Public Meeting in Northfield on Neonicotinoid Pesticides in Honey
State Representative David Bly and experts from the Minnesota Department of Health and Department of Agriculture are holding a public meeting in Northfield Thursday.
The discussion will surround the presence of neonicotinoid pesticides, at neuroactive levels, found in honey.
The meeting is the result of a recent study that detected neonicotinoids in 75% of 198 honeys collected from producers around the world.
According to a News Release from Representative Bly's office, "experts from each state agency will discuss the study and agency plans to test and monitor Minnesota's honey for pesticide contamination."
The event is free and open to the public and will be held at Thursday, December 14 at 5:00 p.m. at Carleton College's Weitz Center for Creativity in the Larson Meeting Room #236, 320 3rd Street East in Northfield.
Expected to be in attendance are Minnesota Department of Agriculture Commissioner Dave Frederickson and Minnesota Department of Health Commissioner Ed Ehlinger and experts from their departments.
For more information you can contact Representative David Bly at firstname.lastname@example.org.
According to a summary of the information contained in the October 6, 2017 issue of Science Magazine, Volume 358, Issue 6359, "there is widespread concern over the global loss of biodiversity."
"The decline in bee abundances is particularly alarming given their role in pollination; bee losses are a major threat to human food security and ecosystem stability."
"These losses are associated with intensive land use, which exposes bees to pesticides, particularly neonicotinoids.
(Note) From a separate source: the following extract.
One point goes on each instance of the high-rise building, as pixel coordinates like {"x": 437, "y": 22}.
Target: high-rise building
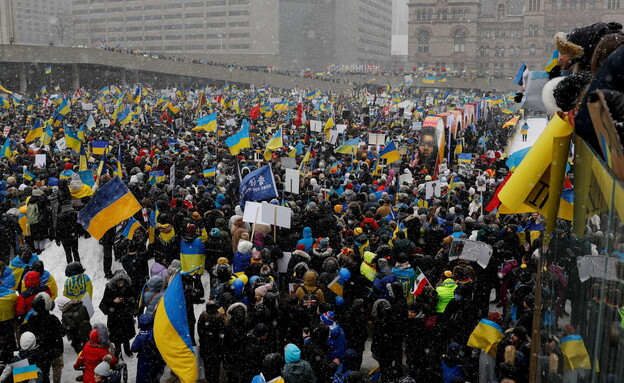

The latter may harm bees directly and/or exacerbate threats from other chemicals, imported parasites and diseases."
Neonicotinoid pesticides are applied globally.
Concern about their impacts has been increasing as evidence for negative effects on bee health has been gathered.
According to the study, "the neonicotinoid compounds occurred at levels considered safe for human consumption, but the contamination confirms the inundation of bees and their environments with these pesticides, despite some recent efforts to decrease their use."